Later, Monte and Linda prepare to leave town separately. The Hellcats have been arrested for their role in the drug ring, but Monte hopes that Mongoose's confession will spare the gang too harsh a sentence. Linda drives off in her car as Monte rides his motorcycle into the distance.

==Cast==
- Ross Hagen as Monte Chapman
- Dee Duffy as Linda
- Sharyn Kinzie as Sheila
- Sonny West as Snake
- Robert F. Slatzer as Mr. Adrian (credited as Bob Slatzer)
- Tony Lorea as Six Pack
- Eric Lidberg as Hiney
- Shannon Summers as Rita
- Bro Beck as Det.

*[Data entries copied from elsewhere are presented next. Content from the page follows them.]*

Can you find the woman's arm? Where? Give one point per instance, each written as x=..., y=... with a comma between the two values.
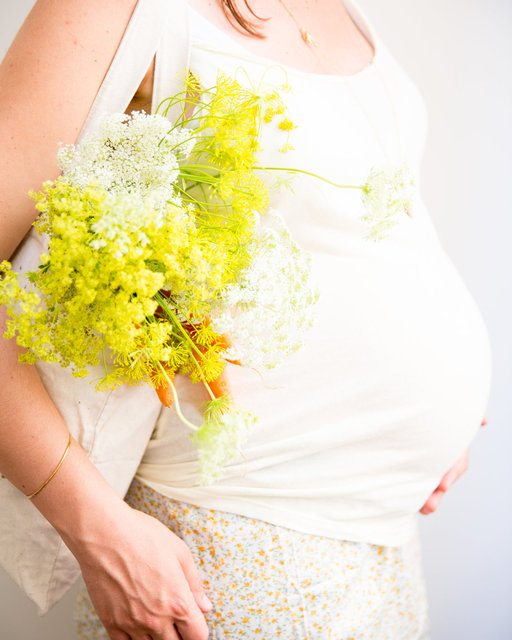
x=141, y=577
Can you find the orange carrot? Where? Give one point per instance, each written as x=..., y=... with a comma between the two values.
x=164, y=391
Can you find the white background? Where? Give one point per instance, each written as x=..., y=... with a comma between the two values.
x=459, y=54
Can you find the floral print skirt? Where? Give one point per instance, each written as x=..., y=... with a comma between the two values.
x=268, y=582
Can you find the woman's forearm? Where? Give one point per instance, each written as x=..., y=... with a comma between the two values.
x=33, y=437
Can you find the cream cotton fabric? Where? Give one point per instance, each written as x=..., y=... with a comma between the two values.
x=356, y=429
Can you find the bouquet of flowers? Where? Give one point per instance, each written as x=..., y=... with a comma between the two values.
x=164, y=257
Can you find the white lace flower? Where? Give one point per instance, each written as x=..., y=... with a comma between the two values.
x=137, y=154
x=387, y=194
x=268, y=311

Dave Chapman
- Diane Ryder as Candy Cave

===Featuring===
- Nick Raymond as Pepper
- Hildegard Wendt as Hilde
- Dick Merrifield as Dean
- Tony Cardoza as Artist
- Elena Engstrom as Artist's Model
- Irene Martin as Dee the Addict
- Frederic Downs as Jack the Innkeeper
- Noble "Kid" Chissell as Sheriff
- Robert Strong as Deputy
- Ed Sarquist as Zombie
- Gus Trikonis as Scorpio
- Lydia Goya as Betty
- Tom Hanson as Moongoose
- Ray Cantrell as Scab
- Eric Tomlin as Policeman
- Warren Hammeck as Attorney
- Jack Denton as Detective
- Walt Swanner as Senator Carter
- Bill Reese as Senator Lindfield

==Home media==
- The Hellcats was released with Chain Gang Women as a double-feature DVD, which was part of the "Welcome to the Grindhouse" series.
- The Mystery Science Theater 3000 version of the film was released on VHS by Rhino Home Video on January 30, 2001. It was later released on DVD by Rhino on June 11, 2002, with the uncut version of the film as an extra.
- The Hellcats was released as a stand-alone DVD by Cheezy Flicks Entertainment in 2012.